Last week, Utah’s Legislative Auditor General released a scathing audit that found Utah’s cornerstone solution to addressing the Great Salt Lake crisis, the Agricultural Water Optimization Program, may not have sent a single drop to the lake. The Utah Department of Agriculture and Food (UDAF) failed to collect annual reports from grant recipients as statutorily required. Missing reports made it impossible for auditors to track how much water has actually been saved, or whether any of that water reached the lake — or just watered more alfalfa. At best, the apathy in finding out the results calls into question the state’s sincerity about saving the lake.

It gets worse, much worse.

Behind the scenes, key legislators are still squirreling away taxpayer money to fund the Bear River Development Project, which, by itself, would be a catastrophic blow to the lake because the Bear River is its largest tributary. They are crafting a bill to purchase 5,000 acres in Whites Valley northwest of Tremonton, to build a reservoir to steal 220,000 acre-ft more water from the Bear River annually — more than three times the amount of water savings achieved by recent water conservation programs in the Great Salt Lake watershed.

Meanwhile, the Utah Inland Port Authority (UIPA) is hell bent on force feeding the Wasatch Front multiple new inland ports, totaling over 50,000 acres, most of which are on top of, or right next door to the Great Salt Lake and Utah Lake wetlands.

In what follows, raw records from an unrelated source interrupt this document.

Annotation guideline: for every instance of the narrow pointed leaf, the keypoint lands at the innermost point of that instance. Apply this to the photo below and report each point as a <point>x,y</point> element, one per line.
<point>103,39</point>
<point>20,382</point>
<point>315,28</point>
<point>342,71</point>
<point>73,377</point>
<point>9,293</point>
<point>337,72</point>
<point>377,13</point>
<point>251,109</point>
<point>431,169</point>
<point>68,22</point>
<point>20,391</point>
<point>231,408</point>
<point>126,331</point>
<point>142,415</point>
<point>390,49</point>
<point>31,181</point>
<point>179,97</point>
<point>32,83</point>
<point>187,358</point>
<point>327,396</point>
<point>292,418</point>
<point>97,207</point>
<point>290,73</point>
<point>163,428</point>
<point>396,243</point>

We cannot save the Great Salt Lake ecosystem if we amputate its wetlands. UIPA claims their ports will not destroy wetlands and that their opponents who dispute those claims, i.e. Stop the Polluting Port Coalition and many others, are being dishonest with the public. To claim that smothering wetlands with roads, parking lots, massive warehouses, tens of thousands of diesel trucks, train tracks and a sea of asphalt and cement, miraculously doesn’t destroy them, is a fairy tale with an ugly, polluting ever after.

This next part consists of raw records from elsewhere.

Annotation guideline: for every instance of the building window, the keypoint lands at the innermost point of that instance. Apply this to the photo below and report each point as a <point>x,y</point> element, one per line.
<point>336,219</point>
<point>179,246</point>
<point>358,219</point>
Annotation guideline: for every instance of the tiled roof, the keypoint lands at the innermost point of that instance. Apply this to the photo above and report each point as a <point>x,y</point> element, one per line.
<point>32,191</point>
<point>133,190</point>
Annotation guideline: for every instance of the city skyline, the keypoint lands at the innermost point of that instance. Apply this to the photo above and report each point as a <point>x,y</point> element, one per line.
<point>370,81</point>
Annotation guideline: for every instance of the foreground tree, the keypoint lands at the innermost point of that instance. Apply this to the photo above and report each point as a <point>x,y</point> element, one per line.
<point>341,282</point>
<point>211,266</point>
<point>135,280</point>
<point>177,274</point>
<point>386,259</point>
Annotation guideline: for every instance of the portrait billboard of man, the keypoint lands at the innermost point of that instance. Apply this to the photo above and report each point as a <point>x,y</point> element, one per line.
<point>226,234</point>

The Division of Air Quality will almost certainly grant a permit for a new, massive gravel pit/limestone quarry in Parley’s Canyon. Truth in advertising should force the state to replace its license plate slogan of “Life Elevated” to “Life Excavated.” Local governments and environmental groups will likely sue to try and stop the mine, but among the many reasons to oppose it is the water consumption required in a flailing attempt to suppress fugitive dust. It would require between 200,000 and 1,000,000 gallons of water annually per acre of denuded canyon land, according to Dr. Gregory Carling at BYU.

Mike Schultz, the new House majority leader, is personally doing his part to dry up the lake. He has applied for drilling rights to withdraw 181 million gallons of water not far from the Great Salt Lake to build “one or two small reservoirs” he can use to raise cattle and alfalfa on his recently acquired 25,000 acre ranch. And he wipes away push back claiming his ranch is for “sustainability [no one can use that word too many times] between wildlife, habitat and the resource as a whole.” What?

Experts who challenge the dishonesty, hypocrisy, inaction or environmental disregard of the legislature’s bullying big wigs, can count on facing their wrath and retribution. Just ask Erica Gaddis (fired from the DWQ), BYU Professor Ben Abbott (loss of state grant money), Dr. Suzanne Harrison (denial of an Air Quality Board appointment) or Dr. Courtney Henley (insulted at a UIPA board meeting). All had the audacity and courage to tell an inconvenient truth on science and environmental issues that powerful legislators don’t want interfering with their developer-driven agenda.

Citizens and the courts can still save the lake, but shining a light on the legislature’s anti-environmental machinations is a necessary first step.

(Brian Moench)

Dr. Brian Moench is president and co-founder of Utah Physicians for a Healthy Environment, one of the organizations suing the state to save the Great Salt Lake.